LONDON (Reuters Breakingviews) - French politics keeps throwing up new terrors for investors. They were already perturbed by the strong showing for Marine Le Pen in the upcoming presidential election. A late surge in support for Jean-Luc Melenchon has raised the prospect that the contest may force voters to choose between candidates from the far right and the hard left. Though that scenario remains unlikely, proponents of economic heresy could still end up with more than two-fifths of the vote in the first round on Sunday.
Le Pen and Melenchon share an antipathy for the European Union and globalisation. The National Front candidate wants to quit the euro and hold a vote on EU membership. Her far-left rival wants to leave the bloc if some of its rules can’t be changed. Both have embraced protectionism, with Le Pen calling for a tax on imports and Melenchon promising a veto of international free-trade agreements.
The two also share a blasé attitude to borrowing. Melenchon’s stimulus plan carries a price tag of 100 billion euros while Le Pen sees France’s budget deficit jumping to 4.5 percent of GDP in 2018 if she is elected, up from an expected 2.8 percent of GDP in 2017.
Such policies are heretical to investors but increasingly appeal to French voters. Opinion polls suggest that Le Pen and Melenchon’s combined share of the vote could top 40 percent in the first round on Sunday. That’s a big jump from the 29 percent they scored between them in 2012.
Granted, Emmanuel Macron has a narrow lead in the polls going into the first-round vote, and would be expected to beat either Le Pen or Melenchon in the subsequent run-off. But while a win for the independent centrist would be a relief for investors, it could store up problems for the future.
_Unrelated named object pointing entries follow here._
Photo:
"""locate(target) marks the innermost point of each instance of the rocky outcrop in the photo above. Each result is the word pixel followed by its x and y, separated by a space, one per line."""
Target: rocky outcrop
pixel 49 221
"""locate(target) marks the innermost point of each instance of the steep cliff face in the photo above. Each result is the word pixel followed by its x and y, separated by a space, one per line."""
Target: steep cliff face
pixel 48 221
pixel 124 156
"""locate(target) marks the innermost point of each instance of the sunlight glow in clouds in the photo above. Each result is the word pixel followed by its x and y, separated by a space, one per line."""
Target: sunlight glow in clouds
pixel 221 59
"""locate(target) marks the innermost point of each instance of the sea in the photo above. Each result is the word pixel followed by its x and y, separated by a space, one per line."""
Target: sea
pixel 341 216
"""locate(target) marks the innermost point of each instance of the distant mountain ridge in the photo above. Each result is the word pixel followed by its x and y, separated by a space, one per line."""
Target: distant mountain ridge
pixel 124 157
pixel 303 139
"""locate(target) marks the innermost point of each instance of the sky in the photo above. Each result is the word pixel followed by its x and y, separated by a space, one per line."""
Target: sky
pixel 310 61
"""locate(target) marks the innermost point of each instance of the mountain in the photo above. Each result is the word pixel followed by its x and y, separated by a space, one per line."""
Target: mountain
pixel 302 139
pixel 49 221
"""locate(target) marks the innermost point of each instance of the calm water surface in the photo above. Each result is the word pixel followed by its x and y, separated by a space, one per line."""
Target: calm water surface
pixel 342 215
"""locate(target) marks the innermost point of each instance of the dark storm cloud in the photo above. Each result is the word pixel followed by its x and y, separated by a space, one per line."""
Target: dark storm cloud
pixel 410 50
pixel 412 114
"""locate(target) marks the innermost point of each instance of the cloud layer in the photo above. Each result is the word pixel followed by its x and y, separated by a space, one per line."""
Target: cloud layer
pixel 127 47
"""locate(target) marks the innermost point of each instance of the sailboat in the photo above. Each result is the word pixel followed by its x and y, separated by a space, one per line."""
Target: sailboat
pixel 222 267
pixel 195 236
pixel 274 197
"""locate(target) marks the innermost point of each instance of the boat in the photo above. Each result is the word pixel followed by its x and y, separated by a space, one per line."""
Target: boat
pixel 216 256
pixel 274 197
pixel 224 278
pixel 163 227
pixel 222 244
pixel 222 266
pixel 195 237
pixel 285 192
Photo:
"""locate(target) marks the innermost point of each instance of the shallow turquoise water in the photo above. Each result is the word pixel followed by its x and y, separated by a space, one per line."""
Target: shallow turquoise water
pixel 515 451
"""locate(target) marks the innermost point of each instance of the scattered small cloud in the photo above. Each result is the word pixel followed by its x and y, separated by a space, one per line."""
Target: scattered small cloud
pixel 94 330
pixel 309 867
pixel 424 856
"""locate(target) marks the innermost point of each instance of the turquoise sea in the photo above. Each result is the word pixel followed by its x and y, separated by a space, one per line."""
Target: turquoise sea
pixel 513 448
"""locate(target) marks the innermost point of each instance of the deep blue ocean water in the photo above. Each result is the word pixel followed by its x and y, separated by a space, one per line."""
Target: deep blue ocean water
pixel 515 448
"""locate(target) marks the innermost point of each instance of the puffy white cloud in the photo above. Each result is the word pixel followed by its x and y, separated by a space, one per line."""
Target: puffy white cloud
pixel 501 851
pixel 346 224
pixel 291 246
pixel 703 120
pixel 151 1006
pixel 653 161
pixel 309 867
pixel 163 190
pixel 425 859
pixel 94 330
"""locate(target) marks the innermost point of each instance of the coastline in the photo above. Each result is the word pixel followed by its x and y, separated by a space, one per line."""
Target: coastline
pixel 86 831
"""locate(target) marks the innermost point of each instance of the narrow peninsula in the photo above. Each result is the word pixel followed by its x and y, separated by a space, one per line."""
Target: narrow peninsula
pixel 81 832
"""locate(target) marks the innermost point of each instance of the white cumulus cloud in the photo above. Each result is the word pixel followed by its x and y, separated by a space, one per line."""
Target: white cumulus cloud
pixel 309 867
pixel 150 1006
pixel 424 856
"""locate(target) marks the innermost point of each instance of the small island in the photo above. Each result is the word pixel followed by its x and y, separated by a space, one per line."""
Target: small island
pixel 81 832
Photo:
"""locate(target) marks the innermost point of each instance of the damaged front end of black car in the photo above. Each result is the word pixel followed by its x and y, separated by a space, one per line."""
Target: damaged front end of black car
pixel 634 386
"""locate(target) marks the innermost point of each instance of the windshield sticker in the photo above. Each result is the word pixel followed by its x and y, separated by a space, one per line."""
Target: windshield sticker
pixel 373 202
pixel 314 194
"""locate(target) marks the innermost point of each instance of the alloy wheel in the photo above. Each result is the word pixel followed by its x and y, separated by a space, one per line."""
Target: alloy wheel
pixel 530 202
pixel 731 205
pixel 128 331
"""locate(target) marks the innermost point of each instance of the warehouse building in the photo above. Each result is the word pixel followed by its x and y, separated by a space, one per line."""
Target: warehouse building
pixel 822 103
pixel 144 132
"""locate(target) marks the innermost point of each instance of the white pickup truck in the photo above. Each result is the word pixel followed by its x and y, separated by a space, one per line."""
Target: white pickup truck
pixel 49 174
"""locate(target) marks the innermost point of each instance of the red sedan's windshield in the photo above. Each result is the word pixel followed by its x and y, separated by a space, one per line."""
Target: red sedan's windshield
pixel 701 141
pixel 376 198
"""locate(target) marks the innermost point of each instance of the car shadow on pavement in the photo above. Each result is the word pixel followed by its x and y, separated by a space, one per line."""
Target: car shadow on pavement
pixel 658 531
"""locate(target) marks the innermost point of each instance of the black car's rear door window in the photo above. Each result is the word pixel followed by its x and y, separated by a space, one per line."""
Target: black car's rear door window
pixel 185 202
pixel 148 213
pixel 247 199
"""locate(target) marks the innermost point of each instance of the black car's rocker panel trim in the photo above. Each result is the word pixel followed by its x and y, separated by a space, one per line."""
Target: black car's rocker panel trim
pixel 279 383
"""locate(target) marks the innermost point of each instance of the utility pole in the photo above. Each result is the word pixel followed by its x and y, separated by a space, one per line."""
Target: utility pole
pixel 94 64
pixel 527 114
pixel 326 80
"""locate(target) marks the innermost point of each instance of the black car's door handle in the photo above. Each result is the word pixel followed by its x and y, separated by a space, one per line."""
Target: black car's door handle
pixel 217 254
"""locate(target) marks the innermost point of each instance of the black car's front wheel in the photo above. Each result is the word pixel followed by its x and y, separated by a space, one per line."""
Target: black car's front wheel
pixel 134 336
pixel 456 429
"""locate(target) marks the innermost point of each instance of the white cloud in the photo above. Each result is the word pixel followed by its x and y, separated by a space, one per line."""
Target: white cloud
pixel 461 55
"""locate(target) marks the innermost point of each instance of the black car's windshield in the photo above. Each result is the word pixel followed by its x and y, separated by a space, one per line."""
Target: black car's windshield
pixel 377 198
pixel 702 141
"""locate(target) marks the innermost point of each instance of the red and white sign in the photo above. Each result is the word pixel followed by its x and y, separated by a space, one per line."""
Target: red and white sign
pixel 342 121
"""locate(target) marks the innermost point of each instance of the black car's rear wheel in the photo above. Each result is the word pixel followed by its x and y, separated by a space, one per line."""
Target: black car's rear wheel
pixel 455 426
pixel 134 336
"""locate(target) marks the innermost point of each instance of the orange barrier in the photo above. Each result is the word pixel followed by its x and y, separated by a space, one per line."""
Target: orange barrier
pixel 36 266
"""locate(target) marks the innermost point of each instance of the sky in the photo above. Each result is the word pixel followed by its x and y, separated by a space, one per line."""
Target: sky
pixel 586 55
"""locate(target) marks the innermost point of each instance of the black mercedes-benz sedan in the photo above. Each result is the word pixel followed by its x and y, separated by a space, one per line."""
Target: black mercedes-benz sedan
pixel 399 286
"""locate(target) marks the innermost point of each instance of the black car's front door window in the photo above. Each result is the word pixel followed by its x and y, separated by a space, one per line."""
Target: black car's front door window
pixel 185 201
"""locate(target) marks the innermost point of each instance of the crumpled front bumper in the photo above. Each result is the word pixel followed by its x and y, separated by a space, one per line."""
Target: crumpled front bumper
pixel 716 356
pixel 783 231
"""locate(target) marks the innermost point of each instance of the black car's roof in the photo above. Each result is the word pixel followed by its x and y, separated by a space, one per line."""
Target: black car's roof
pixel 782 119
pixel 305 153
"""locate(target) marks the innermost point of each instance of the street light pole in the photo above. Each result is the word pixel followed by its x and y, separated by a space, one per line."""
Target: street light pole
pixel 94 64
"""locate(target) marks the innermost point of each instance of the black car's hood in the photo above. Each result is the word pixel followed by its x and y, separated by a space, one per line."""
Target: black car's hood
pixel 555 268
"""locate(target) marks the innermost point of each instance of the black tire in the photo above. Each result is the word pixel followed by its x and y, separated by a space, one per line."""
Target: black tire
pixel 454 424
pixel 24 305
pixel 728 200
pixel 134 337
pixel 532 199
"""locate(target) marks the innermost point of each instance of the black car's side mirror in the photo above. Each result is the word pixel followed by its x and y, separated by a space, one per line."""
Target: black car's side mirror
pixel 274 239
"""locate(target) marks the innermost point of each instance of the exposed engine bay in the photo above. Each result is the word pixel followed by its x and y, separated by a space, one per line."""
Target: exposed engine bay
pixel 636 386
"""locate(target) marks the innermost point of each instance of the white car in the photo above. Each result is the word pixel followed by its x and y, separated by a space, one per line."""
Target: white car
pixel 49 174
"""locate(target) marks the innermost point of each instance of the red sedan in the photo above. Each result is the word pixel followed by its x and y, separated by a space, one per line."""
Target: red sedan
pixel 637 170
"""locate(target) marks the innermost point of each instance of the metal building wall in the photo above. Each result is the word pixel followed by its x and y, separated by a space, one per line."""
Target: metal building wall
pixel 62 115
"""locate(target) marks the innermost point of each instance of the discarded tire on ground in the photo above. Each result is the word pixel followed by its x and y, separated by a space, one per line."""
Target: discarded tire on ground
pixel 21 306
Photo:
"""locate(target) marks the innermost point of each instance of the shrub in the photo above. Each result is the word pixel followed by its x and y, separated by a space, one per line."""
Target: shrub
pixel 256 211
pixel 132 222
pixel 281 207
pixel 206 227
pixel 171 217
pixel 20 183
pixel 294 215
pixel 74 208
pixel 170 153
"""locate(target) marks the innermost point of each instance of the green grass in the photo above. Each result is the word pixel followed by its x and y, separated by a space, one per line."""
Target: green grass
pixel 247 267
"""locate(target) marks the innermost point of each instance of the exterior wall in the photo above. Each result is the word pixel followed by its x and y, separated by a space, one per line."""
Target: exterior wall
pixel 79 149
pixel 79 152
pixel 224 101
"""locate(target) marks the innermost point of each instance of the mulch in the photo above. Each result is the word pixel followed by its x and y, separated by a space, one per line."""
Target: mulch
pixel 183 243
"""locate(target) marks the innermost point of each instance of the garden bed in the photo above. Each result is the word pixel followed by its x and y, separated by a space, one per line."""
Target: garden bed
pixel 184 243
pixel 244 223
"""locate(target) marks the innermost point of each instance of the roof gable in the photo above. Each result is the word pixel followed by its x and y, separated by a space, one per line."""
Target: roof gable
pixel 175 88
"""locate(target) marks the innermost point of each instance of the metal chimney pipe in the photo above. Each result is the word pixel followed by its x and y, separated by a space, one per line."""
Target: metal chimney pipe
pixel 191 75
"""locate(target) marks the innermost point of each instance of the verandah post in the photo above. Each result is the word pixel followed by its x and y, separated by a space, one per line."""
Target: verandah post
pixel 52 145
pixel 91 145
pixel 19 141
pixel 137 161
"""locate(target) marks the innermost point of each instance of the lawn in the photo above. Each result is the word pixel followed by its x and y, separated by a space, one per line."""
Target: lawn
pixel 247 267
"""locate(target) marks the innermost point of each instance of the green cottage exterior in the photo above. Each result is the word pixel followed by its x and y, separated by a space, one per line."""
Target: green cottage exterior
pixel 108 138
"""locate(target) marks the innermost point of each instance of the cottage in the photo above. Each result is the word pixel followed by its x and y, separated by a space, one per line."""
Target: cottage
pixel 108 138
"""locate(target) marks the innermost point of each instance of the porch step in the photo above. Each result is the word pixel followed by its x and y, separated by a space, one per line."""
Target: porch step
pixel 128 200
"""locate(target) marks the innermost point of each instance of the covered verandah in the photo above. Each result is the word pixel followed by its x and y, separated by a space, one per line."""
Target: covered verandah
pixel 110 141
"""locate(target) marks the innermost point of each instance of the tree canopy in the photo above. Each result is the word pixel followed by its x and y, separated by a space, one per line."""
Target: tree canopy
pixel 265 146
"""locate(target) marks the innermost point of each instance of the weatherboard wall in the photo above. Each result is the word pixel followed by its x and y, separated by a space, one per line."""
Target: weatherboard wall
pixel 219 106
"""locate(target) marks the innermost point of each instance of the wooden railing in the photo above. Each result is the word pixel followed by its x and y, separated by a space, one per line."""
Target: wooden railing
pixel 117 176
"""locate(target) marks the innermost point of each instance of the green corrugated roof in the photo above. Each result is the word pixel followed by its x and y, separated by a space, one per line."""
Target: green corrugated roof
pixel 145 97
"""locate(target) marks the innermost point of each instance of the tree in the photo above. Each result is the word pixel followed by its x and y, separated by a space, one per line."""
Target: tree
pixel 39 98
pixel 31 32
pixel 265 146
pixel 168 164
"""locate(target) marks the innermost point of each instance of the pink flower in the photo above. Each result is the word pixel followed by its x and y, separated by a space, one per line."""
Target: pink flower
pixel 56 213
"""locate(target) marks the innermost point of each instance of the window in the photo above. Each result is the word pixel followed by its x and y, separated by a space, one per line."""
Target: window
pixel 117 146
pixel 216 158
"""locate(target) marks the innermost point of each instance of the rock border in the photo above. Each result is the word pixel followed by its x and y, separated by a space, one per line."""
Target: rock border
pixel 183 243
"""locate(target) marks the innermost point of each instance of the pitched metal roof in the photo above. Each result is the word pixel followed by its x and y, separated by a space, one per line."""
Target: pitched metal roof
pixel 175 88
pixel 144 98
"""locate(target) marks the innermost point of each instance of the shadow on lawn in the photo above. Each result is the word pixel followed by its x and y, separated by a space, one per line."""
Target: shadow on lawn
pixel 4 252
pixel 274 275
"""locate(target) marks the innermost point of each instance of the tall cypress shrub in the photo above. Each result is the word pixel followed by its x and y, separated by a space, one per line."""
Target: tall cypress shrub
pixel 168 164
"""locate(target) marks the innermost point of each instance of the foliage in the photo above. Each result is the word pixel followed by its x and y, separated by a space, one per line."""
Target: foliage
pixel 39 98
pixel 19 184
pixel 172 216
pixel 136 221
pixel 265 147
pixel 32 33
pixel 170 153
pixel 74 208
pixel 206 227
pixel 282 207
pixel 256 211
The pro-European Macron wants to rein in the budget deficit, cut public sector spending and jobs, and pursue economic and labour market reforms. Those policies are broadly the same ones that have been espoused by French leaders for years.
Le Pen and Melenchon currently lack the machinery to win a majority of seats in the French parliament. But the appeal of their radically different economic visions will not be lost on others. Mainstream politicians may be forced to conclude that the way to beat them is to borrow some of their ideas.